# Hydor 200w inline heater on a 10G... too much?



## longhornxtreme (Feb 20, 2007)

Hi all,

I'm slowly piecing together my parts for my new 10G setup.

Here's a pic of its current situation:









The light is a homemade enclosure with a 1x36w AHS kit.

Anyways - I'm planning on an Eheim 2213 for filtration. I already have pressurized CO2 bottle and regulator... and I have a chinese 'pollen' diffuser... but I think I'm going to build a DIY reactor just to cut down on the noise.

Anyways, I figured that I'd like to get as much equipment out of the tank as possible, so why not plumb the heater inline along with the reactor? My only problem is... that the least powered inline heater available is the 200 watt Hydor...

Is this going to be too many watts for a 10G? Should I just hide my visitherm in the corner and save the 50 bucks? It won't be that hard to hide it... just thought it'd be nice to do it in-line from the beginning if it was a smart idea.

Thanks in advance for any replies!

Take care,
James (longhornxtreme)


----------



## Zapins (Jul 28, 2004)

It probably will be too many watts for your 10g, though you could try it and see if it overheats the tank.

If I were you I'd just use your existing heater and remove it when you want to take photos.

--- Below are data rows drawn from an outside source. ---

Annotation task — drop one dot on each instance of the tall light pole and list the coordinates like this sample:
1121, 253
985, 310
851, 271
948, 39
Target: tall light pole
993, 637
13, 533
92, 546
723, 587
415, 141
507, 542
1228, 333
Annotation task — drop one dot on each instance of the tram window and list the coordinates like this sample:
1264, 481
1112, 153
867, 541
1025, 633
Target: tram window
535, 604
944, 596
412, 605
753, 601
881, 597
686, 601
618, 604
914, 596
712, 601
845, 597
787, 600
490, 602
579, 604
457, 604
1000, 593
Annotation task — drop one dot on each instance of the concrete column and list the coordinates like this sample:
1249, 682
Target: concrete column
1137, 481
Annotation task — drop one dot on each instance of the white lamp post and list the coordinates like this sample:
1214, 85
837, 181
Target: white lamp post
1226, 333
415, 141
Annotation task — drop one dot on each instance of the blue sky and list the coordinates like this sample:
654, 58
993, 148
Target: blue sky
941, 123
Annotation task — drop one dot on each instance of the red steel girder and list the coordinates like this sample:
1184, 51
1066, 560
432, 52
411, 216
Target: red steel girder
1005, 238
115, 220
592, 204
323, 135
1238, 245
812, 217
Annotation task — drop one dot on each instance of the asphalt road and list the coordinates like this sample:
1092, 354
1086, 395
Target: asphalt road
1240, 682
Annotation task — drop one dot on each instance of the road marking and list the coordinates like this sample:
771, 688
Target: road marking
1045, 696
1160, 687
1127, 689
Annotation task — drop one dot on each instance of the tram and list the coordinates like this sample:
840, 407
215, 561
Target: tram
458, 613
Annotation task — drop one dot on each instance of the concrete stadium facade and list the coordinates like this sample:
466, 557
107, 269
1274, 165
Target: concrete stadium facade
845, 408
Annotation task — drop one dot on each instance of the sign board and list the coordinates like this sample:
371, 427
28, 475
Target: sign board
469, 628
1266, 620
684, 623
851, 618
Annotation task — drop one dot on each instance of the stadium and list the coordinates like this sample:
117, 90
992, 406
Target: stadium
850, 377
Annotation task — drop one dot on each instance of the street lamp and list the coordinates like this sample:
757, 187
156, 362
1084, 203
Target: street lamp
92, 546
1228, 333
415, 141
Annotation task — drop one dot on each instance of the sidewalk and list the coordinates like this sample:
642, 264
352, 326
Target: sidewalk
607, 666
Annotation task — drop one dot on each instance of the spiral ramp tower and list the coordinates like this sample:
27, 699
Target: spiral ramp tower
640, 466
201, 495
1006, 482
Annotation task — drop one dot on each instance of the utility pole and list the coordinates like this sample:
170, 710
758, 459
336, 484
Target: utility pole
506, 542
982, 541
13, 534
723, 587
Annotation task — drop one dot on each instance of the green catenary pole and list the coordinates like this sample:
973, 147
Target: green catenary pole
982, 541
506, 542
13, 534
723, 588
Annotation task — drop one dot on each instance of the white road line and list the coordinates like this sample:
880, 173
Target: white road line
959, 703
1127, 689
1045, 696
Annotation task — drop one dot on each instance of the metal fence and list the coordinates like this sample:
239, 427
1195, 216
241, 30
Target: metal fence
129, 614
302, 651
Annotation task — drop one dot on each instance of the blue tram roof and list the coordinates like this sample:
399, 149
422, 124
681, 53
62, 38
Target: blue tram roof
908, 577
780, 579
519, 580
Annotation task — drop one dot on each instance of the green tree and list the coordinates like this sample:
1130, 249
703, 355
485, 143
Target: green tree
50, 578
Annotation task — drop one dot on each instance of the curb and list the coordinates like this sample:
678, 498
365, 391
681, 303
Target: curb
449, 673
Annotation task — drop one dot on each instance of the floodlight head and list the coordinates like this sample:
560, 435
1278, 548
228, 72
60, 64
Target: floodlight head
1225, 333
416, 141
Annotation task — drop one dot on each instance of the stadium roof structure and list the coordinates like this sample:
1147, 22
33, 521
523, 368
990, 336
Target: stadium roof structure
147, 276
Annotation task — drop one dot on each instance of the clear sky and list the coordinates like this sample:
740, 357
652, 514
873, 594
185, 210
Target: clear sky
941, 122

The inline would be great for the larger tank on the left, or a bigger one.


----------



## imeridian (Jan 17, 2007)

I use one on my 10 gallon and it's just fine. The heater does cycle on and off a good bit, more than the 300 watt on my 75 gallon, but it does keep the 10 gallon's temperature completely steady.


----------



## longhornxtreme (Feb 20, 2007)

I think I'm just going to save the money and keep the in tank heater. I'll just make sure it's behind the Eheim intake. One corner of the tank won't be too bad. I'll just use an inline on my 29G at some point. 

Thanks for the advice!


----------